This is obviously "tongue in cheek". But I would just make two comments.

First, the issue about the wealthy is that they are often able to order their affairs in such a way as to ensure that the effective rate of tax they pay is low. I think it is Warren Buffett who said he was amazed to see that he paid a rate of tax less than his secretary. The fact that NZ's wealthy families pay so much tax (at least according to a well-known contrarian columnist) is that they are, well, very wealthy and this tells you less about the duress they are under than the state of inequality - and maybe also our over-reliance on income tax as a source of revenue. And they help fund elections (at least for one side of politics!).

Second, I know this is all in humour, but I think the use of the term "sin" tax is pejorative. Surely, from an economist's point of view, wouldn't it be better to regard them as externalities that inflict costs on the tax payer, and this is a way of recouping those costs - be it lung cancer, alcohol-induced trauma and other outcomes, accidents (hence, ACC)? You could add environmental despoilation and pollution to the list of "sins"!

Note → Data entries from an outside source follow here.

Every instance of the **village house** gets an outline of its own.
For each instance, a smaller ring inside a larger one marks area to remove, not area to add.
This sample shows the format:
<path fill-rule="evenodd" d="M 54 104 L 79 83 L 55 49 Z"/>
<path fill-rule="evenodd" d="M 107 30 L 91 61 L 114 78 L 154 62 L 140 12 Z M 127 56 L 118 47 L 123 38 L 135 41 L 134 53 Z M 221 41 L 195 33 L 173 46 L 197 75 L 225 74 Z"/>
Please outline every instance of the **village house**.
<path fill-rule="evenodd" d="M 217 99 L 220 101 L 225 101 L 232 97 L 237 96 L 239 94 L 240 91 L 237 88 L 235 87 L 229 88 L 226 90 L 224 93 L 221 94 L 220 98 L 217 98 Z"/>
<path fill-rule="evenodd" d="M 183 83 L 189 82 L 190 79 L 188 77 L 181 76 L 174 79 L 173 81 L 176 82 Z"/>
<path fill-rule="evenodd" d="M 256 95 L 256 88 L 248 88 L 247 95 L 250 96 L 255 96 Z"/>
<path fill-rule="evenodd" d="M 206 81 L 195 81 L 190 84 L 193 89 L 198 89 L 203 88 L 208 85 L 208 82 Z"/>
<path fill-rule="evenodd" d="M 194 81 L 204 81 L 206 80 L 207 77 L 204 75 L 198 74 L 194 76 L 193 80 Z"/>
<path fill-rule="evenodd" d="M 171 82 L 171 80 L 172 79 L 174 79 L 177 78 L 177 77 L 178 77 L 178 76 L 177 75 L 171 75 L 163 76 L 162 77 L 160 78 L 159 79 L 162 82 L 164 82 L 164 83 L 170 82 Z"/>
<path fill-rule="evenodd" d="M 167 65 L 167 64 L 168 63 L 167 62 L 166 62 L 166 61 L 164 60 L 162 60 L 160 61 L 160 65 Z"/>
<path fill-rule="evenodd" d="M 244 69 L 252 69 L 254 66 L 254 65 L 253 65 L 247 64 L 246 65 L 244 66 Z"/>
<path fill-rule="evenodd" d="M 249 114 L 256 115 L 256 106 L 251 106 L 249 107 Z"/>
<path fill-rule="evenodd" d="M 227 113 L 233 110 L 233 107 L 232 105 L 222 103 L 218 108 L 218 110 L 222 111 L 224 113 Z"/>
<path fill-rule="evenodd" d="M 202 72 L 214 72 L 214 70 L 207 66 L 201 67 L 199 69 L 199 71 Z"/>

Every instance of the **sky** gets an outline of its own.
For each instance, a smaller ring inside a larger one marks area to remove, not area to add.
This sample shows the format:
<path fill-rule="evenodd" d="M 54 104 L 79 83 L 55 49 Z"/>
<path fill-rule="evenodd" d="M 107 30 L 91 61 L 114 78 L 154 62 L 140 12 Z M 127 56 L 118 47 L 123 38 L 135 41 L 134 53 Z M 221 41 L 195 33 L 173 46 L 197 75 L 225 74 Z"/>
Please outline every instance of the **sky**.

Also, as I see it, a capital gains tax is not necessarily about raising revenue (although it may do some of that) but also, or even more, about modifying behaviour (a "sin" tax?). One of the reasons we have such an outsize property debt burden and housing prices that are (relatively speaking) internationally leading is that our lack of a CGT (and other supportive policy settings) favour investment in property over the productive economy. So, with any luck, and the appropriate policy settings, we might start to get more investment in the productive economy than in the property market.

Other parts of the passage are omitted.